Parents, three school districts, teachers, and administrators are suing the Pennsylvania Department of Education over its new "woke" guidelines.
The parties filing the lawsuit argue that the new guidelines unconstitutionally force educators to teach socio-political beliefs unrelated to the state-approved academic standards.
Teachers will now have to "interrogate their biases and recognize inequality in schools and school systems," including "institutional racism," in the classroom.
Deputy secretary for the department's Office, Tanya Garcia, said the new standards would address the changing demographics of students who attend Pennsylvania's public schools.

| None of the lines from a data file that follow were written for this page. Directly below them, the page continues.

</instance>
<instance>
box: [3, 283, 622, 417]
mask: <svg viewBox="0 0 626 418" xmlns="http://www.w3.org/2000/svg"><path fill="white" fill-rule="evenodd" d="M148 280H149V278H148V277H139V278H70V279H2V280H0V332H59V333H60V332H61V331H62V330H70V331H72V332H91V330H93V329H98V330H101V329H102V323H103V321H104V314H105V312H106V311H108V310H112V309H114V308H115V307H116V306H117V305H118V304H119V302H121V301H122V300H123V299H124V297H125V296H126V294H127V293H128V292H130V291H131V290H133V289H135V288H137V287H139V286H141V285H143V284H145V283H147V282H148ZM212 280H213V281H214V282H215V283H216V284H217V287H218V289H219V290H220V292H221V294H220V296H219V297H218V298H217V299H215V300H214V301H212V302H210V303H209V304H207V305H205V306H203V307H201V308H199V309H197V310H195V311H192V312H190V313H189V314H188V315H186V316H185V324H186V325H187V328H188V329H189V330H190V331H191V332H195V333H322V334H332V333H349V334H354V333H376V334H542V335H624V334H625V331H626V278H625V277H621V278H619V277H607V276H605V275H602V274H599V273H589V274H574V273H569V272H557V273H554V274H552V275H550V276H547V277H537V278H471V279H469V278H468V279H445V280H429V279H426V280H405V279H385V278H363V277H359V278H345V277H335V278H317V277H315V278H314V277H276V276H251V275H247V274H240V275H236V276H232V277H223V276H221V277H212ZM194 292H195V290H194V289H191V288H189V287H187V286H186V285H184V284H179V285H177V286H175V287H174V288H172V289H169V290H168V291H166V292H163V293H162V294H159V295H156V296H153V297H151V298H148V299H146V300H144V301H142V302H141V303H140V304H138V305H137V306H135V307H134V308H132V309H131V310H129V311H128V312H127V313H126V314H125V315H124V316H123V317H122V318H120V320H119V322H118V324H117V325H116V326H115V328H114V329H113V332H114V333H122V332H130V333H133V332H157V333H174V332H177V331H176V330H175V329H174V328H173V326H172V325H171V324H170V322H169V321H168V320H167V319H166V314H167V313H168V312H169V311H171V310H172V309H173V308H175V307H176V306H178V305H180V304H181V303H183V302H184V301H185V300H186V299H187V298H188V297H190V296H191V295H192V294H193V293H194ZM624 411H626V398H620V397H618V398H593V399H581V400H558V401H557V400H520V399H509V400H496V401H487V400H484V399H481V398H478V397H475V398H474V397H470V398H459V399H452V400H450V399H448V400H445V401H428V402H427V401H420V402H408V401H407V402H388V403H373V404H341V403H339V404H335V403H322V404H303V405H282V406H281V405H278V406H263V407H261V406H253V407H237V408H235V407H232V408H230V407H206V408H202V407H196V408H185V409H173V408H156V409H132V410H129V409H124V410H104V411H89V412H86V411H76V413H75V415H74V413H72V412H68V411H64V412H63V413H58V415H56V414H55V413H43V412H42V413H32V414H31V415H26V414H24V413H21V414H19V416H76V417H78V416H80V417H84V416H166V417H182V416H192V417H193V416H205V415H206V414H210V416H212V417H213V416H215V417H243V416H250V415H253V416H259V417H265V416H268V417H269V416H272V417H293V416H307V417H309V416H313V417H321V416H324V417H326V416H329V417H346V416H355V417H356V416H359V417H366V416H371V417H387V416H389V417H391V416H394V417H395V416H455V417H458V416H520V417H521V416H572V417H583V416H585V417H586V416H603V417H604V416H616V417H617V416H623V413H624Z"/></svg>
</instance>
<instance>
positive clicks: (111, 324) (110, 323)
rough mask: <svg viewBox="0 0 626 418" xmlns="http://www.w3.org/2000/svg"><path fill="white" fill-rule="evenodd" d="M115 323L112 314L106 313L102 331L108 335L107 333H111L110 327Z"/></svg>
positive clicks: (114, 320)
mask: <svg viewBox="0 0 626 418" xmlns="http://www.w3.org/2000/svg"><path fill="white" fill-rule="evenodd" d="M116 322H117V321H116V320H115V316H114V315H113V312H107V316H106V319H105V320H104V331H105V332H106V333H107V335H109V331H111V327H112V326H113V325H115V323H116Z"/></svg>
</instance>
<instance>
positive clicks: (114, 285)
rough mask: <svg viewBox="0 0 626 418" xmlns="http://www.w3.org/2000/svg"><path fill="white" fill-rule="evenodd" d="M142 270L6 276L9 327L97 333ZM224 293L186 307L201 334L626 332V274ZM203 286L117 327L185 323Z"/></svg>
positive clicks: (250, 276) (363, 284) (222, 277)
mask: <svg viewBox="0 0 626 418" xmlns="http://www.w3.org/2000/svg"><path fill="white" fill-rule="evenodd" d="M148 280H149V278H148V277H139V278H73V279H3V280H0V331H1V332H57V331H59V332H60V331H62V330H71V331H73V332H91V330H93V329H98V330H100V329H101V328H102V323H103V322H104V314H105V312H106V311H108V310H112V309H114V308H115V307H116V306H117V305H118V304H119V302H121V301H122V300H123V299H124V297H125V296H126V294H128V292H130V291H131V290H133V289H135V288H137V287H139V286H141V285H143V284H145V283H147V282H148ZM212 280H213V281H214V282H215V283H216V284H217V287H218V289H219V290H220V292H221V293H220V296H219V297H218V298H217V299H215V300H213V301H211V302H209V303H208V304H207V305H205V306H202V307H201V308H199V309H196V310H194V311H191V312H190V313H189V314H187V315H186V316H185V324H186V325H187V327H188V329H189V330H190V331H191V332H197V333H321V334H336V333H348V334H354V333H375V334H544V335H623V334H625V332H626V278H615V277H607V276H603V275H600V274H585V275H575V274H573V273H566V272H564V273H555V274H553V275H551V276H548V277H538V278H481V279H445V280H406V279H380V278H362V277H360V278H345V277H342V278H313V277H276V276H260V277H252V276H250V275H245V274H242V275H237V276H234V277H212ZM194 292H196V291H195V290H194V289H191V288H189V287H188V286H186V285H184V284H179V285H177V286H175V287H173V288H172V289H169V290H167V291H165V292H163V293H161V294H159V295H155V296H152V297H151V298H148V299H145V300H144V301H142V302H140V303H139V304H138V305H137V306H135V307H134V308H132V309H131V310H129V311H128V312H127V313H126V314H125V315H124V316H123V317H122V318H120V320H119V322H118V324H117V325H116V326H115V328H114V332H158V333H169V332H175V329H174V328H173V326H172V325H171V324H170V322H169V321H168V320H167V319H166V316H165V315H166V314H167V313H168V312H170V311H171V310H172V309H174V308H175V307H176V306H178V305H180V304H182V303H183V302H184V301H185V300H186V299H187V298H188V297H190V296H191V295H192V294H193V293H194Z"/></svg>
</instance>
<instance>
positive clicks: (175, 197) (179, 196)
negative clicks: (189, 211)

State officials asked the CEO of the Philadelphia-based Center for Black Educator Development—Sharif El-Mekki—to help write the new standards. In a 69-page document, the group quotes fugitive cop killer Asatta Shakur, who was convicted of killing a New Jersey state trooper in 1973. The group bills Shakur — who escaped prison and was granted asylum by the Castro regime in 1979 — as a "civil rights activist." The document also talks about managing "the teacher-to-activist pipeline" so that teachers can encourage students to fight for "social justice."
"Many of the new teachers who come out of Pennsylvania's educator prep programs say that they are not prepared to teach anyone, but particularly not prepared to teach students from culturally diverse backgrounds," he said.
Recommended
Additionally, the standards will include multilingual students who live in poverty or have "varying sexual orientations and gender identities" as potentially marginalized.
Thomas Breth, special counsel for the Thomas More Society and attorney for the plaintiffs, said, "This is the government saying, you will believe this, you will state that you believe this, or there will be consequences. I'm against that whether it's conservative, liberal, progressive, non-progressive."
The state Department of Education announced the new "culturally relevant" teacher training programs that will train educators in "anti-racist" ideology last year.